Within the semiconductor industry, production of electronic circuits by very large scale integration ("VLSI") techniques is constrained by a variety of factors which limit yield and inhibit process flexibility. These detrimental factors include, for example, the exposure of wafers to contaminants and/or oxidation during fabrication. Such processing constraints adversely affect mass production of integrated circuits. In addition, conventional processes are slow and inordinately expensive for the fabrication of low-volume products, thus posing an impediment to new device and circuit designs.
Processes for micro-texturing and patterning semiconductor wafers typically rely on lithographic transfer of the desired image from a thin-film of radiation-sensitive resist material. The process entails the formation of a sacrificial layer, the "resist", which is photo-lithographically patterned.
The patterning of the resist involves several steps, including exposing the resist to a selected light source through a suitable mask to record a latent image of the mask and then developing and removing selected regions of the resist. For a "positive" resist, the exposed regions are removed; while for a "negative" resist, the unexposed regions are removed.
For example, in conventional processes using a deposited polymeric resist, the film is exposed with visible or near UV light, electrons or x-rays to induce chain sission (in the case of a positive resist) or cross-linking (in a negative resist) of the polymeric resist material, followed by development in an organic solvent. The pattern can be transferred into surface texture in the wafer by etching with a reactive gas using the patterned resist as a protective masking layer. Alternatively, when a wafer is "masked" by the resist pattern, it can be processed to form active electronic devices and circuits by depositing conductive or semiconductive materials or implanting dopants into etched wells and other surface structures.
Conventional micro-fabrication processes require a number of wet processing steps. For example, there is a general trend towards the use of organic polymer materials as resists, such as Novolack resins, polyesters, or polyimides. These materials are typically spun cast onto the wafer as a thin film (e.g., about 0.1 to 3.0 microns thick) from a wet polymeric solution, such as monoethyl ether or chlorobenzene. In addition, the development steps (in which regions of the resist are removed) typically involve treating the exposed film with another liquid solvent.
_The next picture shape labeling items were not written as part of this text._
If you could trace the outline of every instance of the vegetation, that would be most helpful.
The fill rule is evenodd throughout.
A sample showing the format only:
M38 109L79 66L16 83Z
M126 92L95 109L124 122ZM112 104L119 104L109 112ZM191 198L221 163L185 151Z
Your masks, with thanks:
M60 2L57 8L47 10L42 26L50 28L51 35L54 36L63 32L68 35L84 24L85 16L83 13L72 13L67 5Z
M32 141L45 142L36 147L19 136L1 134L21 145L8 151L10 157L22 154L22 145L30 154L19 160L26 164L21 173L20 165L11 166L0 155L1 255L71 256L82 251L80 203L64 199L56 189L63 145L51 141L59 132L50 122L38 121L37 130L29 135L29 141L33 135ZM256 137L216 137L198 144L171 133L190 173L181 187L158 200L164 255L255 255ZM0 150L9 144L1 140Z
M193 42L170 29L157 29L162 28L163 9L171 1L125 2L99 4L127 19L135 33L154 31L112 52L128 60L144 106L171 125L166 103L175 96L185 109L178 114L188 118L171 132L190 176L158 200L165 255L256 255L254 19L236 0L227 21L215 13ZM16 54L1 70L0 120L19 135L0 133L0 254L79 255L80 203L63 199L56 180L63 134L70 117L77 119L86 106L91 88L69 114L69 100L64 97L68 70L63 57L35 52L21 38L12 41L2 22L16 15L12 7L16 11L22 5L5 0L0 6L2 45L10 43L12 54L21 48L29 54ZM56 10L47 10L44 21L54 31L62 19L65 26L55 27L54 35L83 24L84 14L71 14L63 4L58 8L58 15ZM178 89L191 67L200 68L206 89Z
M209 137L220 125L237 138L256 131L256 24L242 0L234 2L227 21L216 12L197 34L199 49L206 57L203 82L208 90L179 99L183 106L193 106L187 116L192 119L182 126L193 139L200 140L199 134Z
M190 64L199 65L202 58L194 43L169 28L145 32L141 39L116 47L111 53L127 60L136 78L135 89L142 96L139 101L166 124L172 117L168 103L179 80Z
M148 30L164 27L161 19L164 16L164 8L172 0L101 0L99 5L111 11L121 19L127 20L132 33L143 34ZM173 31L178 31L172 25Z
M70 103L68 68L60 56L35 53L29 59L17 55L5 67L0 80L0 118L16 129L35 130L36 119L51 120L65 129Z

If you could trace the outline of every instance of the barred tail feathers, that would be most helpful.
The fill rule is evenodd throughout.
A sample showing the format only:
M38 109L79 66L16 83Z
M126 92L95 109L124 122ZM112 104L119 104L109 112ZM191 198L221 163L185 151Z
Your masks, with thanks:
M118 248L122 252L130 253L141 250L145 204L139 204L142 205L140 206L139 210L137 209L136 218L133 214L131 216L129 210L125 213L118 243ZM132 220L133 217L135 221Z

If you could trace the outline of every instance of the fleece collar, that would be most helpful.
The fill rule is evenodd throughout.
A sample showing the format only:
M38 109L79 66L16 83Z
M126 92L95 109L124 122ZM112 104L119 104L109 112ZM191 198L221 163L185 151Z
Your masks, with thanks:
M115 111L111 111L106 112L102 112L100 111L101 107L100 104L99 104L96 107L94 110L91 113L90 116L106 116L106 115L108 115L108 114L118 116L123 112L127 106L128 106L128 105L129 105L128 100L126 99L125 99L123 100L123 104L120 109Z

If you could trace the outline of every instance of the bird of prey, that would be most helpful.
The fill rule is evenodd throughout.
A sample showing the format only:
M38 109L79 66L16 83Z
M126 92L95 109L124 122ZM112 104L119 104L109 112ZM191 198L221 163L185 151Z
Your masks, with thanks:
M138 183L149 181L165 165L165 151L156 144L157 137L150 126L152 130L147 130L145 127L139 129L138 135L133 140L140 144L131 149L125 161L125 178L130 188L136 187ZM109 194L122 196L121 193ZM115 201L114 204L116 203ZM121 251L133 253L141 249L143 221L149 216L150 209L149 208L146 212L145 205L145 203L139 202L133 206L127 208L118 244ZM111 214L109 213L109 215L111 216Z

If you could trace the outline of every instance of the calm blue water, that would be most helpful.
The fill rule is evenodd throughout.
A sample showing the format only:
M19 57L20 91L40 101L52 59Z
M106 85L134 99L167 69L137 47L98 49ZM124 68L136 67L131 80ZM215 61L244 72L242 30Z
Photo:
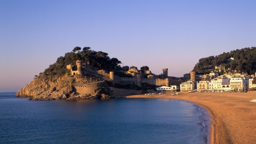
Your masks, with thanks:
M15 94L0 92L0 143L206 143L209 116L189 102L32 101Z

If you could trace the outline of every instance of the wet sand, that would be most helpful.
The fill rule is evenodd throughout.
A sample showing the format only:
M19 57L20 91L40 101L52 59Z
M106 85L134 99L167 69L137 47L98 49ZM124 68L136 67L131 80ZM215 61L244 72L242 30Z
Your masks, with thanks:
M212 120L210 144L256 143L256 93L194 92L151 95L129 96L126 98L163 97L184 100L207 109Z

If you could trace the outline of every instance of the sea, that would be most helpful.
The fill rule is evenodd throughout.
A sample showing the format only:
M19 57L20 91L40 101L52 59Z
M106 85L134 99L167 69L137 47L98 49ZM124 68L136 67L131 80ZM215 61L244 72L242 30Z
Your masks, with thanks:
M31 100L0 92L1 144L205 144L206 109L164 98Z

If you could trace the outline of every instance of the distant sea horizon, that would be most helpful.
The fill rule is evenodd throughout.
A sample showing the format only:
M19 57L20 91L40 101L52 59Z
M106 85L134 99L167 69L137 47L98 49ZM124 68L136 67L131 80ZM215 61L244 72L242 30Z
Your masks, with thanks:
M207 111L164 98L28 100L0 92L0 143L207 143Z

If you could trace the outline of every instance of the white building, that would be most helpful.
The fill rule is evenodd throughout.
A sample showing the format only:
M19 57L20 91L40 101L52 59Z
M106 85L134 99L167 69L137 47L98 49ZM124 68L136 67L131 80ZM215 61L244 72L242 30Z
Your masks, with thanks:
M249 79L249 88L250 89L256 88L256 78L251 78Z
M193 82L189 80L180 84L180 91L188 92L195 89L195 84Z
M249 78L240 77L233 77L230 78L230 87L234 91L242 91L249 87Z
M196 83L196 89L199 90L209 89L209 81L200 80Z
M177 86L176 85L171 85L171 87L163 86L156 88L156 90L157 91L177 91Z
M221 90L225 91L229 91L232 89L230 86L229 81L229 79L227 78L222 79Z

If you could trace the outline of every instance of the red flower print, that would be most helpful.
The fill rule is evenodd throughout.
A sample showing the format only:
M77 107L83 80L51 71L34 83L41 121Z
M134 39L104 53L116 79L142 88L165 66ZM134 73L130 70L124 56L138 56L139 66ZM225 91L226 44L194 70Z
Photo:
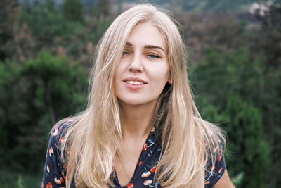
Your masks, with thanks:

The use of conventional wet deposition and developing solutions is a major source of contamination and, consequently, defects in the fabrication of integrated circuits because such wet processing steps typically involve breaks in vacuum or controlled-ambient conditions. Whenever this occurs, the surfaces of the wafer can begin to oxidize in the air or become exposed to airborne chemical and particulate contamination. As a result, the wafer surfaces often must be cleaned and dried before the next processing step can commence. The deposition, development, cleaning and drying operations typically are time-consuming and reduce the through-put of the overall fabrication process. Moreover, the liquid solvents, themselves, can also be major sources of active corrosion or chemical contamination and thereby contribute further defects to the circuit or adversely affect dimensional control.
Another major source of contamination during integrated circuit fabrication is introduced by human operators working in the manufacturing clean room. Human operators are presently required in the clean room, for example, for process set-up and monitoring and transfer of wafers between process stations. It has been estimated that an operator making only light hand and arm movements sheds approximately 6000 particles per minute of a size equal to or larger than 0.3 microns. Successful wafer fabrication can not allow even one such particle per square centimeter to accumulate on the wafer over the processing cycle which can last several weeks. At present, the problem of human contamination of wafers during processing is addressed largely by protective garments and air filtration technology.
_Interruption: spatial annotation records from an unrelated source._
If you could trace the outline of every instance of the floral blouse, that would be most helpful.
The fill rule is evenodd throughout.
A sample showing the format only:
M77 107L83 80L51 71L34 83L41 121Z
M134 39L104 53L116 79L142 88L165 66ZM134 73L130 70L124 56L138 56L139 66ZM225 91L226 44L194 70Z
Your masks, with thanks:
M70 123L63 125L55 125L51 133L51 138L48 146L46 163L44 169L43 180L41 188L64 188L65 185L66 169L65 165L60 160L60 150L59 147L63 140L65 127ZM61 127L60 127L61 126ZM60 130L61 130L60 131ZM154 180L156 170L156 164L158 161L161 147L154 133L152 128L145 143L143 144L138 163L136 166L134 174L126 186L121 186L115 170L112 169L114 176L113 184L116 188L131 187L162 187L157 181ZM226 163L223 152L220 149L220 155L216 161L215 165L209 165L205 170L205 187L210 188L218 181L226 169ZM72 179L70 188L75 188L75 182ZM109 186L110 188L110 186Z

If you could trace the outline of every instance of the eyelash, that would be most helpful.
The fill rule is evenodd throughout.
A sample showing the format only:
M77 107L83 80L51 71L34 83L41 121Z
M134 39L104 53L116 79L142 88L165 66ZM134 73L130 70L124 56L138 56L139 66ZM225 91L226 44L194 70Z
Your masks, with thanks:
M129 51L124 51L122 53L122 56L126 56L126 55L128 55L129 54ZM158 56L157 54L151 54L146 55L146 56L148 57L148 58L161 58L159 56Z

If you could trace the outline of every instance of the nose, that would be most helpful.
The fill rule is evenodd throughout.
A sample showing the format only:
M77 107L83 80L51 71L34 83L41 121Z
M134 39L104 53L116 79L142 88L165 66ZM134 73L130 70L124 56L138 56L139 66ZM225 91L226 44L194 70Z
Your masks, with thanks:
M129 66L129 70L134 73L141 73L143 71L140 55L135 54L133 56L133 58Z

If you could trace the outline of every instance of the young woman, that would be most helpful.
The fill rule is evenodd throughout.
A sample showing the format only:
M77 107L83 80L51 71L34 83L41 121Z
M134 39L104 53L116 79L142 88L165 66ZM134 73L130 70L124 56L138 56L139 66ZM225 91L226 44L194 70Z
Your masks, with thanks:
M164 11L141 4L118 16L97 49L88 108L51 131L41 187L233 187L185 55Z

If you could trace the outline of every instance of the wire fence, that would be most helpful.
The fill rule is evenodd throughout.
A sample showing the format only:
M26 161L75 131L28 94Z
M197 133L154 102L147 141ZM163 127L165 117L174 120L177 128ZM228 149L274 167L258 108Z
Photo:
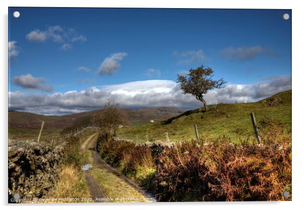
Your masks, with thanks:
M241 142L256 142L254 134L241 135L237 133L219 133L217 134L206 134L204 133L204 126L197 127L198 139L206 142L217 139L219 138L225 138L226 140L231 143ZM167 141L166 133L170 142L181 142L191 139L195 140L197 138L195 133L194 127L193 128L183 129L180 131L168 131L162 133L151 133L147 131L146 133L132 131L126 132L118 131L116 133L118 139L121 140L131 140L135 143L141 143L147 141L153 142L156 140Z

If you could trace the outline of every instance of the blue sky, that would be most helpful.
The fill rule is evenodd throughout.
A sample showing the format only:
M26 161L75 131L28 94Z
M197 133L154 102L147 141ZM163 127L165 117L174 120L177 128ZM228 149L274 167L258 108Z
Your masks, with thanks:
M9 14L10 91L24 97L176 82L202 64L236 85L291 76L290 10L9 8Z

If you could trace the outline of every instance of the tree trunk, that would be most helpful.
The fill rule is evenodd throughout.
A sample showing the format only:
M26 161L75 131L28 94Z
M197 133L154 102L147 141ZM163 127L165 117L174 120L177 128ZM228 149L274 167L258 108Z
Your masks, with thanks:
M204 99L201 99L201 102L202 102L204 105L200 107L199 108L199 111L202 111L202 107L204 107L205 108L206 111L207 112L208 111L208 108L207 107L207 103L206 103L206 101Z

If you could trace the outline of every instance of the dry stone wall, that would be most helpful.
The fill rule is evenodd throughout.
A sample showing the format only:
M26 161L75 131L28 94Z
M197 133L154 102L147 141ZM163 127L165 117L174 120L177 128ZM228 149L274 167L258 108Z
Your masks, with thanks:
M9 202L40 198L54 189L64 160L63 145L15 141L9 146Z

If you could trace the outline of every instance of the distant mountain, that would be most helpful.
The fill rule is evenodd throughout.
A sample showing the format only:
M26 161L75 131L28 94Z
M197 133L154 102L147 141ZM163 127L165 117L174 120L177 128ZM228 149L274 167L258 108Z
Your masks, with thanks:
M164 120L180 115L185 110L169 107L144 108L139 110L123 109L130 123L147 123ZM25 112L9 111L9 127L25 129L39 129L41 121L44 128L65 128L72 125L74 121L84 116L93 117L96 110L63 116L45 116Z

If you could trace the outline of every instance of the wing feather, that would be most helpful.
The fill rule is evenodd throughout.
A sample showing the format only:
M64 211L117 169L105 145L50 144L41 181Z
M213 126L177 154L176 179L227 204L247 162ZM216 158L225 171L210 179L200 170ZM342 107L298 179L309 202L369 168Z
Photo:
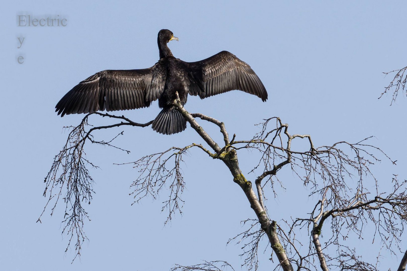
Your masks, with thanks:
M258 76L247 63L223 51L196 62L186 62L191 71L189 94L201 99L234 89L256 95L265 102L267 91ZM201 91L199 91L200 89Z
M65 94L57 104L55 112L62 116L148 107L151 100L146 99L146 93L151 87L155 67L97 73Z

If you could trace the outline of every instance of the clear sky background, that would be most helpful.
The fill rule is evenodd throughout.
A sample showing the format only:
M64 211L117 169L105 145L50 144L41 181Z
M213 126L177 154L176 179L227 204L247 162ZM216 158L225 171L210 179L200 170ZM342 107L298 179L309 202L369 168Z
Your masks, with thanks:
M382 72L407 65L406 10L403 1L3 3L0 269L158 271L175 263L223 260L240 270L240 245L226 243L242 231L239 221L254 214L220 161L191 152L183 168L187 189L183 215L165 227L166 212L161 207L167 194L131 206L129 186L137 171L131 165L113 165L173 145L203 143L189 125L171 136L150 127L125 128L117 144L130 150L129 154L88 146L88 158L101 169L91 171L96 193L86 206L92 219L85 225L90 241L83 245L80 259L71 264L74 251L64 254L62 209L52 217L48 210L42 224L35 223L46 203L44 178L68 135L62 127L76 125L83 117L61 118L54 112L56 103L97 72L152 66L158 60L157 35L162 28L179 38L169 44L176 57L196 61L227 50L251 66L269 93L265 103L238 91L204 100L190 96L185 106L190 112L222 120L240 139L251 138L258 131L254 124L275 116L288 123L293 133L311 134L316 146L356 143L374 135L372 143L398 160L397 166L383 160L372 167L383 189L393 174L407 178L406 99L400 95L391 106L391 96L377 99L392 78ZM67 26L19 27L18 15L59 15L67 19ZM18 37L25 38L19 49ZM22 64L17 62L20 56L24 57ZM142 122L159 111L155 102L148 108L118 113ZM96 119L92 124L105 121ZM219 132L204 125L209 132ZM123 130L96 134L107 138ZM241 152L245 173L258 156ZM260 173L247 177L253 180ZM289 189L275 199L266 189L272 219L306 216L318 199L309 199L309 191L289 170L279 177ZM348 243L375 260L380 242L371 245L369 229L365 231L363 241ZM269 253L260 257L263 270L275 265L267 260ZM381 254L380 269L396 270L401 256L383 251Z

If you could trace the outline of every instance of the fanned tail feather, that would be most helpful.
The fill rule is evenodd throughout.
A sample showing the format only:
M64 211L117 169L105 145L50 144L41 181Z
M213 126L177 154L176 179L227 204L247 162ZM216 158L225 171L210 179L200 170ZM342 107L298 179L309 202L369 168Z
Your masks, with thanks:
M164 108L153 122L153 130L163 134L182 132L186 128L186 121L175 107Z

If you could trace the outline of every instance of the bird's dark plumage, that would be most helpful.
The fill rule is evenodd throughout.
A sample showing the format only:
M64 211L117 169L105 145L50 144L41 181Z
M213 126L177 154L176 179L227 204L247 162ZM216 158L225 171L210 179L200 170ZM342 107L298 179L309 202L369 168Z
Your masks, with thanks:
M206 59L186 62L175 58L167 43L178 38L167 29L158 33L160 59L148 69L106 70L80 82L61 99L55 112L61 117L96 111L148 107L158 100L162 110L153 129L166 134L184 130L186 121L173 106L177 91L181 103L188 95L204 99L238 89L267 100L266 89L250 67L223 51Z

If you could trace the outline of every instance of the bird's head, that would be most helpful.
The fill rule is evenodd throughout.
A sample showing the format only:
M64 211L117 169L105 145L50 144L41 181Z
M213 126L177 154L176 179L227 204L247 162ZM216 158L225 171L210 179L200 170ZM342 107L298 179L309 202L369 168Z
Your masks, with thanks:
M161 29L158 32L158 40L162 41L165 41L166 43L170 42L173 39L178 40L178 38L174 37L174 34L168 29Z

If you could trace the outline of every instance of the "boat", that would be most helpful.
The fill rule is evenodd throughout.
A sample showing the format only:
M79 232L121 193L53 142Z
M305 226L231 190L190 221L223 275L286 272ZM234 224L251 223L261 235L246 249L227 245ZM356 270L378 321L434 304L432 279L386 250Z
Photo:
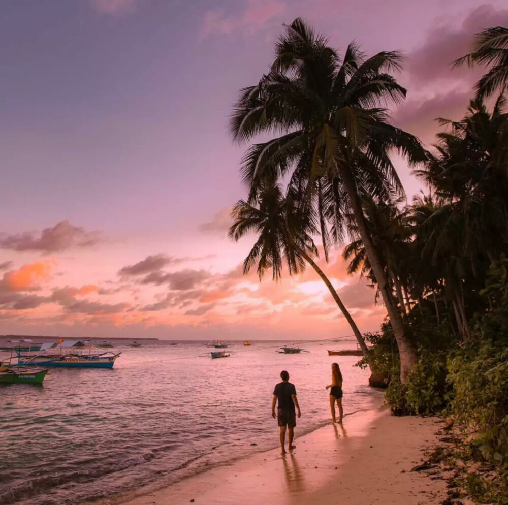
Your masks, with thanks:
M217 358L229 358L231 355L226 354L225 351L212 351L210 353L212 355L212 359L216 359Z
M301 347L288 347L284 345L283 347L279 348L275 352L282 354L299 354L300 353L308 353L309 351Z
M329 356L363 356L363 351L361 349L344 349L343 351L330 351Z
M121 353L103 353L101 354L39 354L20 355L20 365L42 366L70 367L85 368L112 368Z
M36 366L0 366L0 384L42 384L48 370Z
M39 351L42 345L41 343L34 342L31 338L22 338L20 340L10 340L7 341L14 345L0 347L0 351L22 352Z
It is an object of the invention to provide improved processes and systems for pattern formation on integrated circuit wafers.
It is a further object of the invention to provide simpler processes and systems for patterning such wafers while exposing the wafers to a reduced level of contaminants and while limiting the interaction of humans during processing.
It is yet another object of the invention to provide more flexible, economic and automated processes and systems for patterning wafers with high resolution.